After the Oscar nominations, it seemed like "Argo" might be done as a real Best Picture contender, particularly with Ben Affleck missing out on a Best Director nod, making the chances of it taking the big prize significantly smaller. But almost everything that's come since has suggested otherwise, with the movie winning both Best Picture and Director at the Golden Globe and Critics Choice awards, and this weekend, taking the first two major guild prizes with the PGA and SAG ensemble prizes. Given the crossover between guild and Academy membership, it's always a telling sign -- two years ago, guild victories were the biggest indicator that "The King's Speech" was going to beat "The Social Network." The PGA are 7/10 in matching Best Picture in the last decade, and 5/5 in the last few years (the SAG are 6/10, but only 3/5 in the last five), as impressive a record for a precursor award as any. Things are certainly going the way of "Argo," but that said, those declaring the race early are decidedly premature. For one, the record that no film has won Best Picture without a Directing nom since "Driving Miss Daisy" twenty-three years ago still stands. Furthermore, a run at the guilds doesn't necessarily open the gates to Oscar. Six years ago, "Little Miss Sunshine" won with the PGA, the SAG and the WGA, but still lost Best Picture (indeed, few really thought it would win). And perhaps a better comparison would be "Apollo 13," a similarly tense true-life thriller by an actor-turned-director. Back in 1996, the film won with the PGA, the SAG and the DGA, and yet missed out at Oscar. Like Affleck, the film's director Ron Howard didn't get a directing nod that year. And the tastes of the guild and the Academy do differ; take "Life of Pi," which showed up poorly with the guilds, but managed eleven Oscar nominations. Or "Silver Linings Playbook," which performed well above expectations with the Academy. And "Lincoln" is still likely to put up a mighty fight. This weekend might have put Affleck's film in pole position, but there's still a way to go til the finish line. That said, a Director's Guild Award win for Affleck is fairly likely (partly as a reaction to the Oscar snub), and if Chris Terrio beats David O. Russell and Tony Kushner to the WGA prize, then it might truly be game over.

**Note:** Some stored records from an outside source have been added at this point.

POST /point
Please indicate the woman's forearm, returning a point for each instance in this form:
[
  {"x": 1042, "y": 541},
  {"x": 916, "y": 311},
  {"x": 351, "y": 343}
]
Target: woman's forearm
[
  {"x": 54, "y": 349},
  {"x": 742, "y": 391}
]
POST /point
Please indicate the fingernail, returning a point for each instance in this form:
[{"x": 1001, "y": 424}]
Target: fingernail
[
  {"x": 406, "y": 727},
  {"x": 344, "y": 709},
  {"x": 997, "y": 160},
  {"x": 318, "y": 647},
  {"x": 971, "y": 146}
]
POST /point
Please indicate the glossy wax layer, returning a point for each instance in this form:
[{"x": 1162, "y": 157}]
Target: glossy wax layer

If ever there was a time for a change in narrative in the two least competitive categories this year -- Best Actor and Best Supporting Actress -- last night at the SAGs was where it would have happened (see Jean Dujardin overtaking George Clooney after a guild victory last year). But no such thing occurred, and Daniel Day-Lewis and Anne Hathaway, the two most honored contenders thus far, added another trophy to their respective cabinets. And barring a huge upset, we're certain that'll be repeated at the Dolby Theater in a few weeks, if only because it's hard to see anyone else winning. Had Bradley Cooper or Hugh Jackman taken the SAG prize, things might have been closer -- after all, it's always felt like a big step for the Academy to make Day-Lewis the first person to win three Best Actor Oscars. But the SAG went with him, and Oscar should do the same; few like "Les Miserables" enough to give Jackman the prize, and Cooper's a new enough face that the nomination is a victory more than anything else (though it opens the door for him to take it in future years). "Flight" isn't acclaimed enough for Washington to win, and Phoenix (arguably the most likely to make a shock upset, given the praise for his performance) won't get there. Similarly, the competition in Supporting Actress is equally uncompetitive. Jacki Weaver is barely in "Silver Linings Playbook," the Academy aren't going to given Helen Hunt a prize if they didn't nominate co-star John Hawkes, and while Amy Adams is overdue, she's not going to win for "The Master." Sally Field is the biggest challenger, but probably not enough to overcome the Hathaway train.